Mais lors de la séparation de l’Eglise et de l’Etat en 1905, les prêtres se sont trouvés privés de la rémunération qu’ils recevaient jusqu’alors de l’Etat. Les catholiques français ont alors décidé de prendre en charge leur subsistance, et ce fut la création du Denier du Culte, appelé ensuite Denier du Clergé puis aujourd’hui Denier de l’Eglise. En effet, en plus des prêtres, il sert aussi au traitement des salariés non prêtres. C’est nécessaire pour pallier au petit nombre de prêtres et assurer la professionnalisation de certaines tâches administratives. (On peut remarquer que ces personnes embauchées par l’Eglise consentent à une rémunération bien inférieure à ce à quoi elles pourraient prétendre dans le privé et pour un investissement personnel exigeant). Le Denier de l’Eglise va donc au traitement des prêtres et permanents d’Eglise.

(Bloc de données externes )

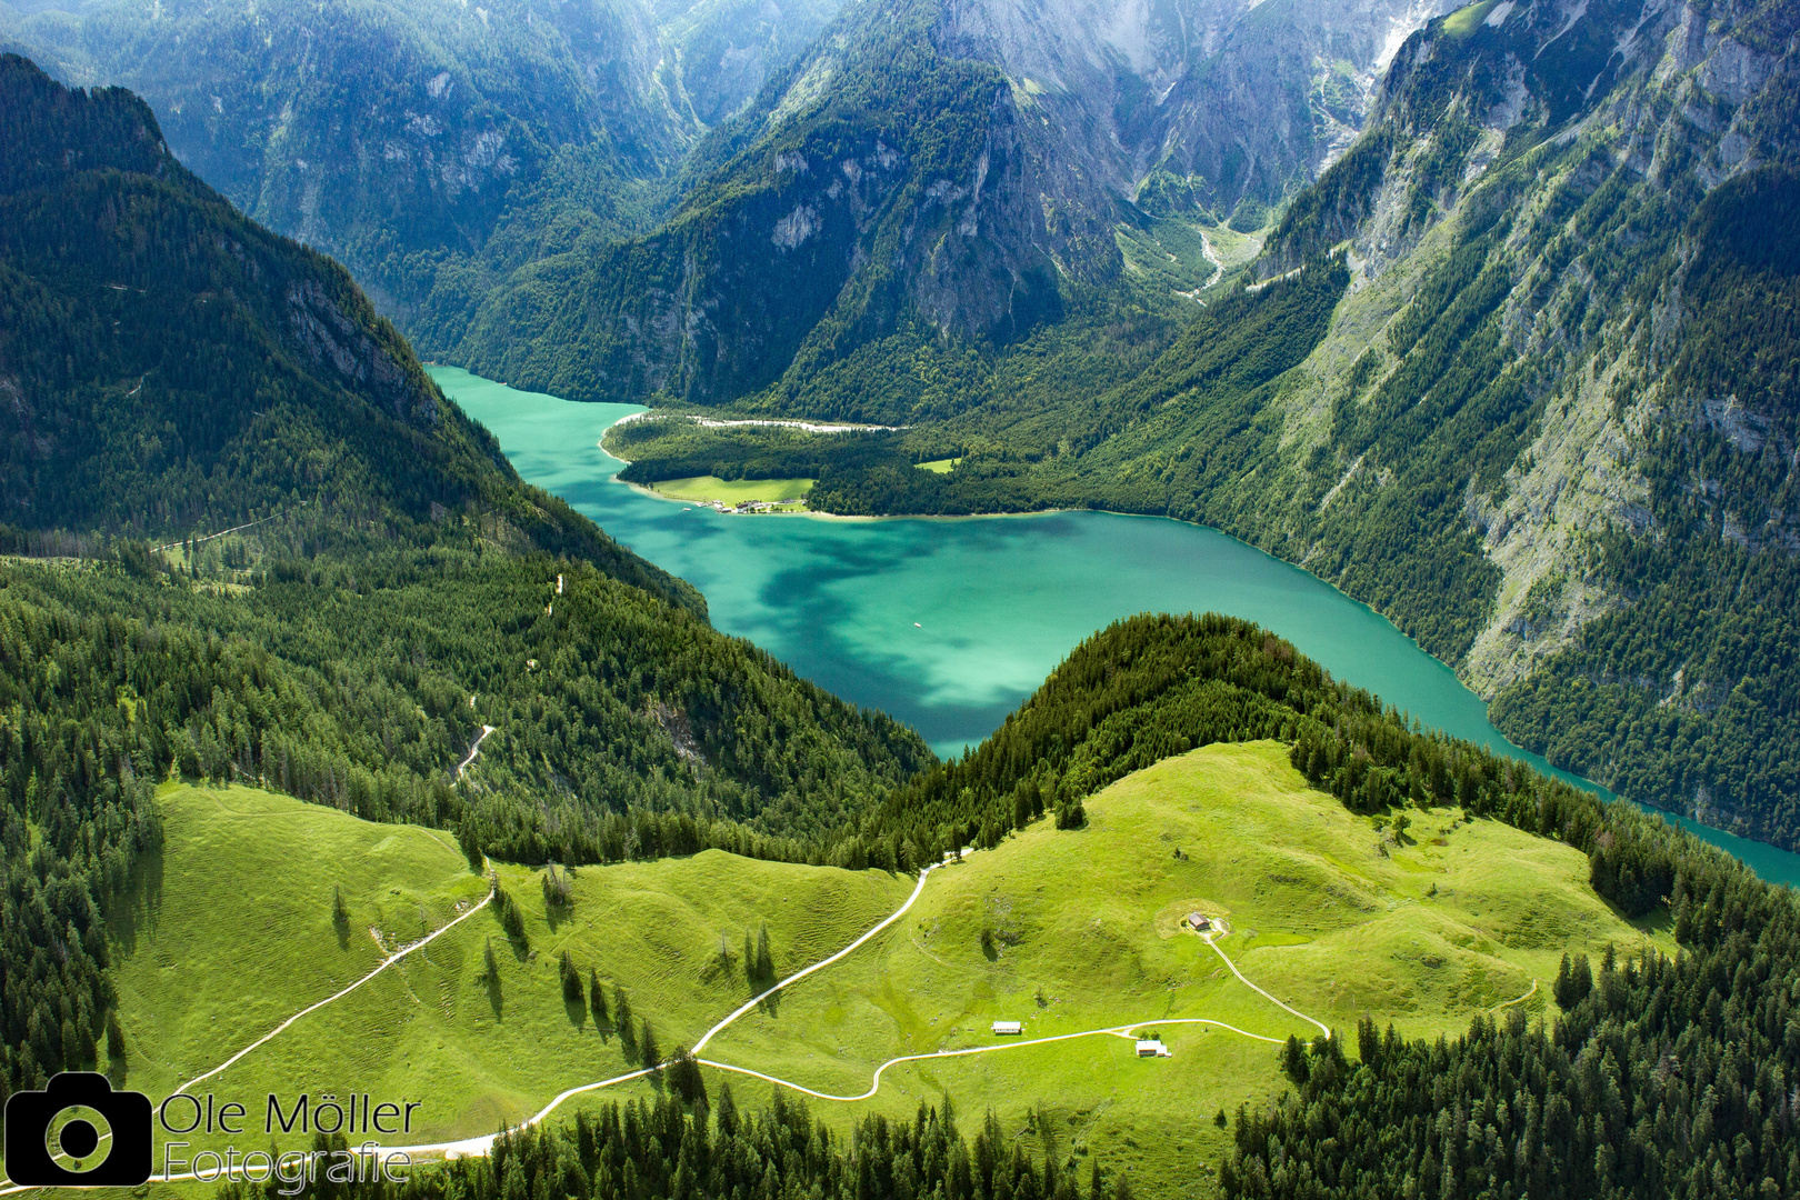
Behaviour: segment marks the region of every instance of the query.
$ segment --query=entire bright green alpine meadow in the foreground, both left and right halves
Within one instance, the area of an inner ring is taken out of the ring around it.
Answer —
[[[124,1081],[153,1097],[484,894],[437,831],[247,788],[162,799],[167,849],[148,901],[119,925],[117,972]],[[1271,1038],[1312,1027],[1183,932],[1188,910],[1226,918],[1220,946],[1249,979],[1341,1031],[1372,1013],[1408,1034],[1456,1033],[1532,981],[1543,986],[1523,1007],[1541,1013],[1564,948],[1674,948],[1595,898],[1577,851],[1499,824],[1413,813],[1418,840],[1384,855],[1373,822],[1309,790],[1273,743],[1165,761],[1093,797],[1087,813],[1085,829],[1039,822],[936,873],[902,921],[745,1016],[707,1058],[857,1094],[889,1058],[994,1043],[988,1025],[1001,1018],[1022,1020],[1026,1038],[1150,1022],[1174,1058],[1143,1061],[1121,1038],[1082,1038],[900,1065],[873,1101],[812,1106],[850,1124],[871,1110],[909,1117],[949,1094],[968,1117],[992,1106],[1033,1150],[1048,1135],[1076,1157],[1130,1166],[1145,1195],[1204,1195],[1228,1144],[1211,1115],[1280,1090],[1274,1047],[1154,1022],[1204,1016]],[[607,981],[614,1006],[623,984],[666,1052],[751,995],[747,932],[767,923],[785,975],[853,941],[911,891],[878,873],[707,851],[581,867],[572,909],[558,912],[540,871],[497,873],[529,945],[508,943],[484,910],[211,1079],[203,1090],[221,1101],[254,1101],[239,1148],[268,1144],[268,1092],[421,1101],[416,1142],[488,1133],[630,1067],[617,1033],[563,1002],[563,950],[583,981],[589,970]],[[335,891],[347,928],[333,923]],[[707,1076],[716,1088],[722,1072]],[[752,1103],[769,1090],[742,1076],[733,1087]]]

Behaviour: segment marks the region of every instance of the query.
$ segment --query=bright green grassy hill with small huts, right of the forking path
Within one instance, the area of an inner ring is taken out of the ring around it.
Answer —
[[[1085,1038],[905,1063],[869,1103],[904,1115],[949,1092],[1010,1128],[1042,1103],[1064,1146],[1168,1184],[1195,1151],[1217,1162],[1229,1144],[1204,1117],[1271,1097],[1280,1078],[1267,1043],[1156,1022],[1318,1033],[1181,932],[1193,909],[1228,918],[1219,946],[1244,975],[1339,1033],[1373,1016],[1409,1036],[1454,1034],[1526,995],[1525,1011],[1548,1015],[1564,952],[1645,939],[1674,950],[1593,894],[1573,847],[1465,824],[1454,808],[1411,813],[1411,844],[1384,844],[1373,819],[1309,788],[1276,743],[1165,759],[1085,808],[1085,829],[1040,820],[936,873],[878,945],[796,984],[706,1056],[853,1096],[887,1058],[995,1042],[994,1020],[1022,1020],[1026,1038],[1148,1022],[1174,1058],[1139,1061],[1123,1040]]]

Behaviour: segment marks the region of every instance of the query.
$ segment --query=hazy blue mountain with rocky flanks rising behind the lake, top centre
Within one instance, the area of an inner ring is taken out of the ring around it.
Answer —
[[[931,390],[918,356],[1091,317],[1168,263],[1211,275],[1202,225],[1255,230],[1309,182],[1431,11],[850,5],[700,144],[666,225],[520,272],[457,358],[576,399],[776,385],[765,403],[824,412],[887,387],[893,416]]]

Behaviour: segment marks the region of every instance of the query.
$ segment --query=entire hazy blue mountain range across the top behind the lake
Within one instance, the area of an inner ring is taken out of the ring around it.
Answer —
[[[914,317],[1019,336],[1067,281],[1114,279],[1147,214],[1260,227],[1440,2],[119,0],[0,5],[0,49],[140,92],[189,167],[342,259],[427,356],[720,401]],[[792,304],[733,308],[733,279],[796,263]]]

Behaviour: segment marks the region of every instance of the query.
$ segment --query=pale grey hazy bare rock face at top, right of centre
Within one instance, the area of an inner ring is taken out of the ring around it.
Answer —
[[[1139,196],[1174,176],[1229,216],[1350,144],[1409,32],[1453,0],[958,0],[945,41],[999,65],[1060,158]]]

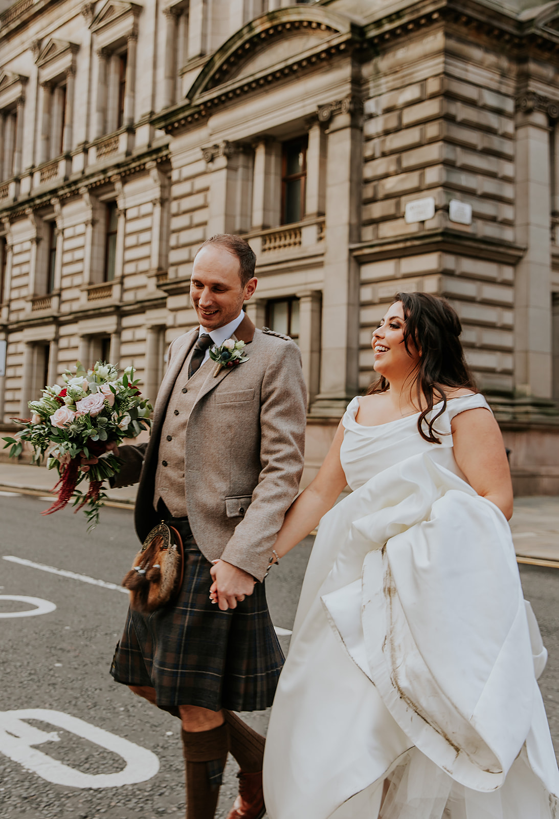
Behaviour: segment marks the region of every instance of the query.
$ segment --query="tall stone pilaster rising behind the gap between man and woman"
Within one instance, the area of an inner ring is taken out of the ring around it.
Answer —
[[[327,247],[322,291],[320,393],[311,414],[339,417],[358,392],[358,265],[349,245],[358,241],[361,188],[361,106],[351,97],[322,106],[327,122]]]

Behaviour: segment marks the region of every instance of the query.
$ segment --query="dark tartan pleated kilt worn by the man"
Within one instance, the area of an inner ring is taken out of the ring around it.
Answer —
[[[155,688],[160,708],[268,708],[284,657],[264,583],[256,583],[237,609],[221,611],[210,601],[211,563],[187,520],[169,523],[183,538],[183,585],[171,603],[151,614],[128,609],[110,674],[127,686]]]

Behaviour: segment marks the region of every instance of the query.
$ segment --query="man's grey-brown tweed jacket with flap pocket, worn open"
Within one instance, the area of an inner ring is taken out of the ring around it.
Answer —
[[[245,316],[233,336],[249,360],[205,378],[187,423],[188,521],[202,554],[262,581],[303,470],[306,391],[299,347],[257,330]],[[153,496],[159,441],[169,396],[198,328],[169,347],[148,444],[122,446],[115,486],[137,482],[135,525],[145,539],[159,523]]]

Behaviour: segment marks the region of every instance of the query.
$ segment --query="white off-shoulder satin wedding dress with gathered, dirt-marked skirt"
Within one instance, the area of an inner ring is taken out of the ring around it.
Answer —
[[[353,492],[328,512],[268,727],[270,819],[551,819],[559,772],[536,681],[547,653],[507,520],[453,457],[449,400],[363,427],[344,416]],[[440,407],[439,407],[440,409]]]

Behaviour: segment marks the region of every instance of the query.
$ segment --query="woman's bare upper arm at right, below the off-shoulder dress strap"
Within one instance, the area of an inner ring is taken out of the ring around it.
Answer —
[[[487,409],[468,409],[453,418],[454,458],[467,482],[512,516],[512,481],[501,430]]]

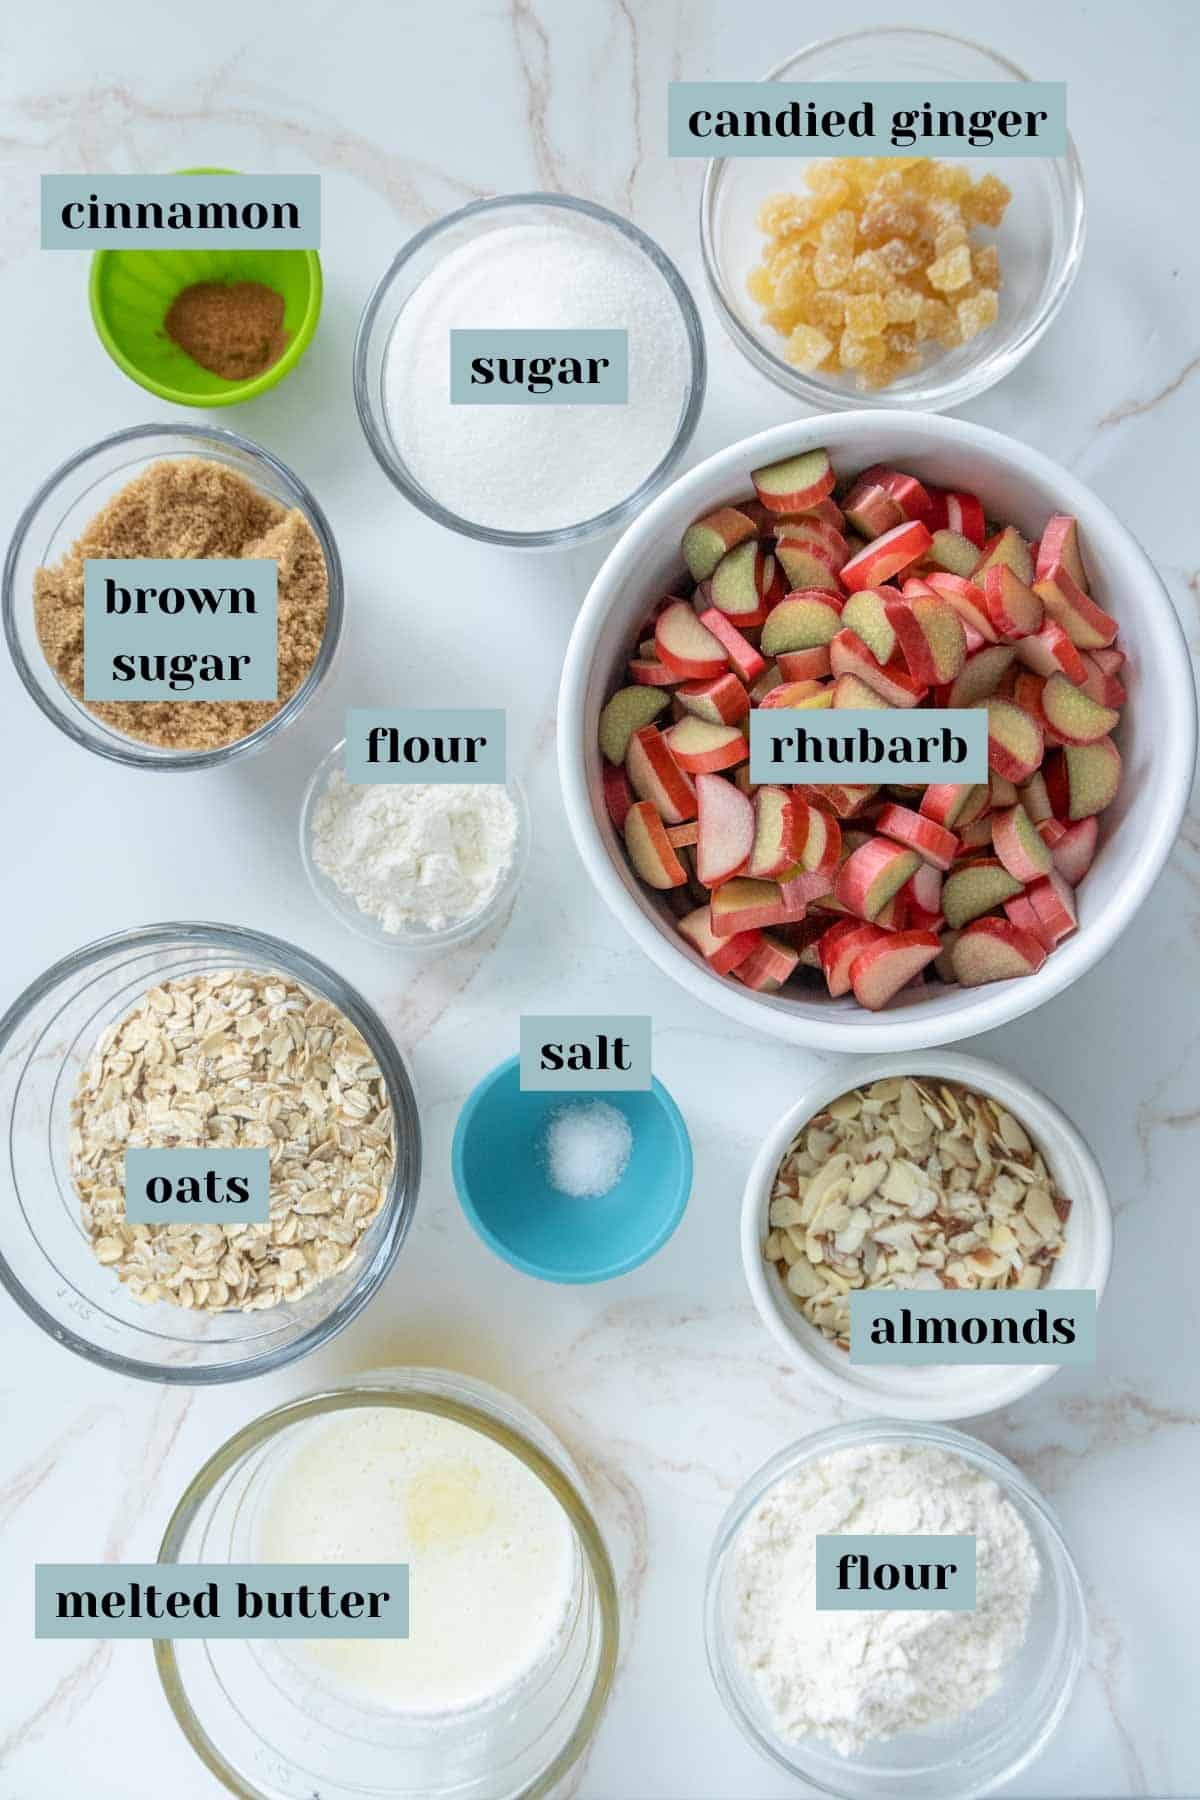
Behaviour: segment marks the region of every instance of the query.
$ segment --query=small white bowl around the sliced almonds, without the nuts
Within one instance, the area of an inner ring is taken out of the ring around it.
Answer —
[[[957,1049],[918,1057],[867,1057],[838,1062],[810,1082],[793,1107],[768,1132],[754,1157],[741,1201],[741,1265],[757,1314],[788,1359],[819,1388],[867,1413],[892,1418],[973,1418],[1013,1406],[1058,1373],[1056,1363],[851,1363],[844,1350],[810,1325],[788,1294],[774,1264],[763,1260],[770,1193],[775,1172],[799,1130],[851,1087],[867,1087],[892,1075],[961,1082],[999,1100],[1025,1127],[1054,1184],[1070,1202],[1063,1253],[1045,1294],[1056,1287],[1092,1287],[1099,1303],[1112,1265],[1112,1208],[1096,1157],[1065,1112],[1029,1082],[982,1057]]]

C’est dans cette continuité qu’il vous est proposé de vous inscrire. Le document qui vous est remis à l’issue de la messe (en particulier le volet bleu de gauche) donne quelques points qui font réfléchir. Il s’agit pour tous d’un devoir à accomplir, et pas seulement une parmi d’autres, de ces multiples sollicitations humanitaires que nous recevons tous, laissées à notre appréciation. Devoir aussi de « passer le message » autour de nous, jeunes générations ou autres proches catholiques à qui on n’a jamais permis de découvrir comment vivaient les prêtres. Merci très cordial de bien vouloir prendre à coeur cette contribution essentielle pour votre Eglise.